The software can help determine if there are many birds or bats near a proposed offshore project, and if they could be affected by development. If that’s the case, developers can consider adjusting the location of a the project or even modifying an existing project’s operations.
“ThermalTracker can help developers and regulators make informed decisions about siting and operating offshore wind projects,” said Matzner. “We need scientific tools like this to better understand how offshore wind turbines can coexist with birds and bats.”
Imagine that during a routine wind-turbine inspection, a wind tech hears an odd noise coming from the gearbox. He is unsure of the cause and could use a second opinion to diagnose the problem. If the technician is equipped with live video-collaboration software that connects his footage and audio to a remote expert, he or she may save time, costs, and an additional trip or two up-tower.
By using a collaboration platform, such as Librestream’s Onsight, the tech simply launches the Onsight app on his smartphone, connects using cellular or wireless networks, and video calls his expert at headquarters.
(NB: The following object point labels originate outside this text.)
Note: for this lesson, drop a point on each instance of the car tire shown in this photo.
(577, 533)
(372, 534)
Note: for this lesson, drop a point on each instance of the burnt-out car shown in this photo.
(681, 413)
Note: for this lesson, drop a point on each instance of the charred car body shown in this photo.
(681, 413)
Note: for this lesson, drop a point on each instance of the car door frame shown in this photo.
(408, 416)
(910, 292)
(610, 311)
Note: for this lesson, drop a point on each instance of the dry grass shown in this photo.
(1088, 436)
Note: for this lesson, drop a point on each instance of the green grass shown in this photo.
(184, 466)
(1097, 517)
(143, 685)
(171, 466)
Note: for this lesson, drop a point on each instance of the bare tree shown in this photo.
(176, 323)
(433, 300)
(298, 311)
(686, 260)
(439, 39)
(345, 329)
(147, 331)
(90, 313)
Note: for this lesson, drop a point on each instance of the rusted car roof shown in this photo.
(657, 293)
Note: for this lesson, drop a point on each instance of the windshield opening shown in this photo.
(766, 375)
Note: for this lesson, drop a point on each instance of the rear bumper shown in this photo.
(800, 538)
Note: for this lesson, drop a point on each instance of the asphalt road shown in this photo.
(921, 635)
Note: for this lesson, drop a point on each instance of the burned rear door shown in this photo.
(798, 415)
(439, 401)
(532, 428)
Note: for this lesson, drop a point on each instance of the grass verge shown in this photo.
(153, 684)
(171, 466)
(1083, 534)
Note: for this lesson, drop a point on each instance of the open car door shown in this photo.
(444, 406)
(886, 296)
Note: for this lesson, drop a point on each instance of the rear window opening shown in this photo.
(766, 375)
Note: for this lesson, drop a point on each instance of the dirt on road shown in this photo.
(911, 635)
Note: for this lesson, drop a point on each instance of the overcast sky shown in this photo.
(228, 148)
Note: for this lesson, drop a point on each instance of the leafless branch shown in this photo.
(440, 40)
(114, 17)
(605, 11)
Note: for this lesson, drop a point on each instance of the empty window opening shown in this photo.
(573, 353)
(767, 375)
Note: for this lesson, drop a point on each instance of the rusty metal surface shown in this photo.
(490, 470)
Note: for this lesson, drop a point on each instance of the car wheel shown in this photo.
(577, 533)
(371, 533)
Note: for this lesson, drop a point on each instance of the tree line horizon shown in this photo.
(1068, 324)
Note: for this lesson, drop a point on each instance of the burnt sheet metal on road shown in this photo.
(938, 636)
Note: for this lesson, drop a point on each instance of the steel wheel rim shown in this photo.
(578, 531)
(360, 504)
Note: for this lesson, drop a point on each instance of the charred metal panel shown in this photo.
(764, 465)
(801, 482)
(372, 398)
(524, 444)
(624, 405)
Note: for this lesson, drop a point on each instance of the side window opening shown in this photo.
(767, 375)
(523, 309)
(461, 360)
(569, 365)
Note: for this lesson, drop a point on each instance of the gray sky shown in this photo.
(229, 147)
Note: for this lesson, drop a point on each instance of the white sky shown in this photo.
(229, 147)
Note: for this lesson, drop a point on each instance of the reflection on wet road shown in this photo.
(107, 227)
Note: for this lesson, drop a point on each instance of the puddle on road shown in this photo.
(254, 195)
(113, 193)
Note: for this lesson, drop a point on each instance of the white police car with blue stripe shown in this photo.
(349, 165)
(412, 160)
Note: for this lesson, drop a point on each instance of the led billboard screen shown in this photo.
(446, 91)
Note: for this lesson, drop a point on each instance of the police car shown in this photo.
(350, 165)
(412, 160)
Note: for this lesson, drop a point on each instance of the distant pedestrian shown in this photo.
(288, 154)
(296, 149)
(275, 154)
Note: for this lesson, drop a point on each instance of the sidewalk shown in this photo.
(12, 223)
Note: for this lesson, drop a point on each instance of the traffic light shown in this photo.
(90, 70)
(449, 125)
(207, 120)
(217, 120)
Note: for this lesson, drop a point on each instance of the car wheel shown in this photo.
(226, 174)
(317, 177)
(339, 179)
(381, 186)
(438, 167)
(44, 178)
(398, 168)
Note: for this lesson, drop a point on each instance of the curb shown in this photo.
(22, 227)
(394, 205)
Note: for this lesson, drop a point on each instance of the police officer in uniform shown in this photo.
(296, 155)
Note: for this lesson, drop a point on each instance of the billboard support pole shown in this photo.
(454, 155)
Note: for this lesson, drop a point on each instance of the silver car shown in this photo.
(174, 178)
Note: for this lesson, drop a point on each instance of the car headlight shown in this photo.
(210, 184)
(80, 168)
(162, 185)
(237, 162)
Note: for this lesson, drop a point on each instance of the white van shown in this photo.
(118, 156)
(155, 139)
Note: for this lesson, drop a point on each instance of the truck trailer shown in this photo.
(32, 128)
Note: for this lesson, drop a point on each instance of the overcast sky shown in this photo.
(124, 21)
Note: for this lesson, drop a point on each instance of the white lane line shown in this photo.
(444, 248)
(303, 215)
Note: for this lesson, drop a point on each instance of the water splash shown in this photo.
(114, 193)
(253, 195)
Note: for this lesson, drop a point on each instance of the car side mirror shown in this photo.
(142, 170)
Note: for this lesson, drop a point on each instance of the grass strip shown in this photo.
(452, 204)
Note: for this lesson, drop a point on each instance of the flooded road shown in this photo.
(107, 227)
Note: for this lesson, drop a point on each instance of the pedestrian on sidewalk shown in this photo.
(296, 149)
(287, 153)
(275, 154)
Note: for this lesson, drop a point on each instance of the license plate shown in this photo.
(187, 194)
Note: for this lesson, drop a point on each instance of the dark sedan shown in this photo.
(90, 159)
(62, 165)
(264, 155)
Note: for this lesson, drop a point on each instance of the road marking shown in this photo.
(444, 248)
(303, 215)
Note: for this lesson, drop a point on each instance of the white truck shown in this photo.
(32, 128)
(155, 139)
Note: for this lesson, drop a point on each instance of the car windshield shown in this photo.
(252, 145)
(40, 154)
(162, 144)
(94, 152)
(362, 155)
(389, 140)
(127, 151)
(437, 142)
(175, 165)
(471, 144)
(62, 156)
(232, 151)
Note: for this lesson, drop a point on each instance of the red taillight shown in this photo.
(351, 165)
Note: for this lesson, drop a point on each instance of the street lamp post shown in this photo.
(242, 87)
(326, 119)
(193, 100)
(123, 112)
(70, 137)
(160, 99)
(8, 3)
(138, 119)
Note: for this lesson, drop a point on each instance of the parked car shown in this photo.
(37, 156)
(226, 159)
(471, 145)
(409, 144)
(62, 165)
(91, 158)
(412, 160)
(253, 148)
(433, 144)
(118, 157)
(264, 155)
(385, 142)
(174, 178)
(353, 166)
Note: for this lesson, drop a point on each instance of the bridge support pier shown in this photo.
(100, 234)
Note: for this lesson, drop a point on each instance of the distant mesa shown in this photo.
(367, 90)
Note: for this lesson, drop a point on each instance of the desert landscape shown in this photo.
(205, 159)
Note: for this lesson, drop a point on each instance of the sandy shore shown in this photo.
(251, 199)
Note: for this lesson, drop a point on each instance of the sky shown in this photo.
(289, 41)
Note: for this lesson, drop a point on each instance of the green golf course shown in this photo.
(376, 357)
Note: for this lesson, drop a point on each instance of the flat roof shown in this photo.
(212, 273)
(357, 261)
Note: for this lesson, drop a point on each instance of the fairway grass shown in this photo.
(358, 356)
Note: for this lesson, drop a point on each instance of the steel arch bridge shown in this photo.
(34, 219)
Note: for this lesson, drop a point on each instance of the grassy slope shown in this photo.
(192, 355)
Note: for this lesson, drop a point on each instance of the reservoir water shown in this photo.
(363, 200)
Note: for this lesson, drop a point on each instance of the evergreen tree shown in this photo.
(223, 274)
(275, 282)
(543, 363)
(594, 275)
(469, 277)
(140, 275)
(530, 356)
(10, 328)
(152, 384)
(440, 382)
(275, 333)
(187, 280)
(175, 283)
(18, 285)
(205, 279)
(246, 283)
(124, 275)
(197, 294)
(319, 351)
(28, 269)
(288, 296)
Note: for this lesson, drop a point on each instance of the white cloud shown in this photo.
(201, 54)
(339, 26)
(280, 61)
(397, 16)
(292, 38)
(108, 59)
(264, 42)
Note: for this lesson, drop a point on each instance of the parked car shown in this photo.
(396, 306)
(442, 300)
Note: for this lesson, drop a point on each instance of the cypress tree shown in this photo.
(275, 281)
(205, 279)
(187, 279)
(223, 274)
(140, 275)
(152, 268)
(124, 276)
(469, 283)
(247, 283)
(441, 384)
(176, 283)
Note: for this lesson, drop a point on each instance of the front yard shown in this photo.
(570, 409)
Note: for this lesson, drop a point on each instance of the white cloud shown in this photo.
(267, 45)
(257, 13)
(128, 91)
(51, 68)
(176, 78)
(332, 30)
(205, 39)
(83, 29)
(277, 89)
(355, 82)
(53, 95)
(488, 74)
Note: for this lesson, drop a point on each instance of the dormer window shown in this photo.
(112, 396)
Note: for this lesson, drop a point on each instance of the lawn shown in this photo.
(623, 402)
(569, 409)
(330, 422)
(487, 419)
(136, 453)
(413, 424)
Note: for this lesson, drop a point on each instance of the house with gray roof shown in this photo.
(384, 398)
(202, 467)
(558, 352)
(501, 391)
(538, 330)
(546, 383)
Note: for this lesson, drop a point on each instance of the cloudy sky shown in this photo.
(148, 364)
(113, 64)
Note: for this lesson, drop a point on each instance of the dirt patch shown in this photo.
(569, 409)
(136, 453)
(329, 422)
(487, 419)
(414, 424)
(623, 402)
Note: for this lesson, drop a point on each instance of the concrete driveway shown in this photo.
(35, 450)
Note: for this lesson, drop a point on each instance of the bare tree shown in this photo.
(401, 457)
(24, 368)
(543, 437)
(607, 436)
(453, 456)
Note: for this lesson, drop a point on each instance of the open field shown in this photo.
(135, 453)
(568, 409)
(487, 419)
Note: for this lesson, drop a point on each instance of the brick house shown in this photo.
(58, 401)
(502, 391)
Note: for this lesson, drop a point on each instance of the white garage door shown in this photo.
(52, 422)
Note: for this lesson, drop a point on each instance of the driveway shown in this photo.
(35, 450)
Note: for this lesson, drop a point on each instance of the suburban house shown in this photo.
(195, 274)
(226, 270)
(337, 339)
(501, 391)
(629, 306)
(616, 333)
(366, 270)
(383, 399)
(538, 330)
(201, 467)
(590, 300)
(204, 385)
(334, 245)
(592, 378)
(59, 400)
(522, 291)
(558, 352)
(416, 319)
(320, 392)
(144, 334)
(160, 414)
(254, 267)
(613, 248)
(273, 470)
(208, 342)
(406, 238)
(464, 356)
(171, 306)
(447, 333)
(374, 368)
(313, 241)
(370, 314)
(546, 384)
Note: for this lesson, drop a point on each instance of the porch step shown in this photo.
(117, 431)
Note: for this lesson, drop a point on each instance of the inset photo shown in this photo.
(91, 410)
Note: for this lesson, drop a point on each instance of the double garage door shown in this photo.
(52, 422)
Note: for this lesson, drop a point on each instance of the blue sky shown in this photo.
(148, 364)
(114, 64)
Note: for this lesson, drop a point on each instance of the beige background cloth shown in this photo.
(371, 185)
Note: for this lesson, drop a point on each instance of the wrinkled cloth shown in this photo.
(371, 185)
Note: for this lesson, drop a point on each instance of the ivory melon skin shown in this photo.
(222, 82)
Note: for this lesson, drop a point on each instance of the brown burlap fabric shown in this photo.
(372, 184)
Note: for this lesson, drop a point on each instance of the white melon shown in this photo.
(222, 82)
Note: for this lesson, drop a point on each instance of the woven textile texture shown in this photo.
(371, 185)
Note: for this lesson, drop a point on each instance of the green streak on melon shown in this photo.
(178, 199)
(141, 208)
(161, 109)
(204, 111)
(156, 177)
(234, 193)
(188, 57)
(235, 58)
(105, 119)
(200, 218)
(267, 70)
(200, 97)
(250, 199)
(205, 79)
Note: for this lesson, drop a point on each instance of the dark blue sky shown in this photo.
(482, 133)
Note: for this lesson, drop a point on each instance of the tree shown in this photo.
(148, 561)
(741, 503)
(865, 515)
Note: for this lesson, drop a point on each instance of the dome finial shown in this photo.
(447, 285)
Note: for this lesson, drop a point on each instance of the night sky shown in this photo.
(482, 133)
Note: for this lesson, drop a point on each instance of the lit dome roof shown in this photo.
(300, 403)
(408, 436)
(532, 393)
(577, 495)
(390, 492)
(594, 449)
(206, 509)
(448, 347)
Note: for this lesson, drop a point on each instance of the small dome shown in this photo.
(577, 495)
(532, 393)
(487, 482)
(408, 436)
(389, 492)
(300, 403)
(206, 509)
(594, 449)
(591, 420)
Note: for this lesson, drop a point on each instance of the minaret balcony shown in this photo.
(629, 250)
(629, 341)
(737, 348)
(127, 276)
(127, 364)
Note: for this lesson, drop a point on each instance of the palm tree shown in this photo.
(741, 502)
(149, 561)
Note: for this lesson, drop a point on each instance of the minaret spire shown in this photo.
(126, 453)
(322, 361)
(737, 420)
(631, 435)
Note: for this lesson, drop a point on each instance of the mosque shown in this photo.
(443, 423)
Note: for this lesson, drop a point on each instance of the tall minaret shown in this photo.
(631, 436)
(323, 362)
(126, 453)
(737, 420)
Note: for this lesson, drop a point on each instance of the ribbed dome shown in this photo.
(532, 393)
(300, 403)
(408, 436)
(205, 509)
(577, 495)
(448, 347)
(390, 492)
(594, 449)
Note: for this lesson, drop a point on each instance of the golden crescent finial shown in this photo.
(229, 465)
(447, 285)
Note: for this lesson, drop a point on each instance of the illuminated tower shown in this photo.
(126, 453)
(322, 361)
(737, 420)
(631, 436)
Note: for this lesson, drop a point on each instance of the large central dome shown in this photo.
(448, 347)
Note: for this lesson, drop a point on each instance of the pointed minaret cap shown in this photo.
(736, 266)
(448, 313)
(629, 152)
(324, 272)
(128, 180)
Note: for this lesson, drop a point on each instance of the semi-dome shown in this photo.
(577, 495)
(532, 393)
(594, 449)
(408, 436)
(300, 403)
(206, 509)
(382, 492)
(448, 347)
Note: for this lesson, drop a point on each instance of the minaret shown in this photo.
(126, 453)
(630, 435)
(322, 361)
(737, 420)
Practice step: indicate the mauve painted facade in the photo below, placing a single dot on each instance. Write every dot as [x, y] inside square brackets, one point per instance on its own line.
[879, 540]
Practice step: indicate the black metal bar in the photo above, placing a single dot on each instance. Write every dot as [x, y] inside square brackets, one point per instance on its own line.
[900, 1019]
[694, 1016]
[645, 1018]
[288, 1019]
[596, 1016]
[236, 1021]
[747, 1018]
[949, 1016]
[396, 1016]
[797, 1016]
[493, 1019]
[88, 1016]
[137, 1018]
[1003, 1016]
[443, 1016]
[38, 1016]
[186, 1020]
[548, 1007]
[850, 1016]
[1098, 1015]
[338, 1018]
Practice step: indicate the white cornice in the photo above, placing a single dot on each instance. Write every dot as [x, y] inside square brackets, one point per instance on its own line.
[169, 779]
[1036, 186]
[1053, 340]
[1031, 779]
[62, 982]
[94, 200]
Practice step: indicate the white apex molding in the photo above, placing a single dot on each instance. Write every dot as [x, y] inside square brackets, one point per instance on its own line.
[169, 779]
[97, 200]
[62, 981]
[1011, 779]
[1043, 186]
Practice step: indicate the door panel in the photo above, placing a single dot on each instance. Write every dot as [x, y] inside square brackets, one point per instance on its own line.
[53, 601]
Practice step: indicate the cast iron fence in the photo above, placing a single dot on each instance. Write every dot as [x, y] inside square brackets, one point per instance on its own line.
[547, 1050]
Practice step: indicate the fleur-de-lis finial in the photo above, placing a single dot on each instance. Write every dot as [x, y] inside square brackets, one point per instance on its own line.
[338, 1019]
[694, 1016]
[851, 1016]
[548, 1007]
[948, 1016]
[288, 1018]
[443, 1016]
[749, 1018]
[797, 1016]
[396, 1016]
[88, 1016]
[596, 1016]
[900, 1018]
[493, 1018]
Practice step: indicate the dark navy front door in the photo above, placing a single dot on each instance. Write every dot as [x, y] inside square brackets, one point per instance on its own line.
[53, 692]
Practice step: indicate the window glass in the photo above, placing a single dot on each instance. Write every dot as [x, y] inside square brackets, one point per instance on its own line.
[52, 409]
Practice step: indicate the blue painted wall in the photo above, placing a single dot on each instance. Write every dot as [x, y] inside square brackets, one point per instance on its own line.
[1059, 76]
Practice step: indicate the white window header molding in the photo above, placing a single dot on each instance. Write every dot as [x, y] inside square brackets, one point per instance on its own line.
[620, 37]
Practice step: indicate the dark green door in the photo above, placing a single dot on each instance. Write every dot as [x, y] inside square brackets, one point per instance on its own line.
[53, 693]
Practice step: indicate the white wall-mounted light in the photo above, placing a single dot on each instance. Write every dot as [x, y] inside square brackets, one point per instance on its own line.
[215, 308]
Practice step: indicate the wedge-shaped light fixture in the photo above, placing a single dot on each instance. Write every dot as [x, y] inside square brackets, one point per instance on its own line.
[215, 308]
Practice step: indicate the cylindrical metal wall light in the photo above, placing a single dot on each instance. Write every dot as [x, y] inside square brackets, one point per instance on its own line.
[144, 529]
Unlike video chat or conference calling, Onsight was built to meet rigorous security requirements and operate in low bandwidth environments.
“Through use of an easy-to-access app, the wind technician and equipment expert can work together on finding and fixing that gearbox problem,” explained Charlie Neagoy, VP Business Development with Librestream Technologies Inc. “The two can pass notes virtually (via text), and telestrate or draw on the video screen.” A telestrator is a device that lets its operator draw a freehand sketch over a moving or still video image.
Neagoy said the software can also integrate within existing workflow processes and build a saved knowledge base that leverages expertise as part of the Internet of things. “So when a similar problem occurs in the future, the answer is available and only a click away.”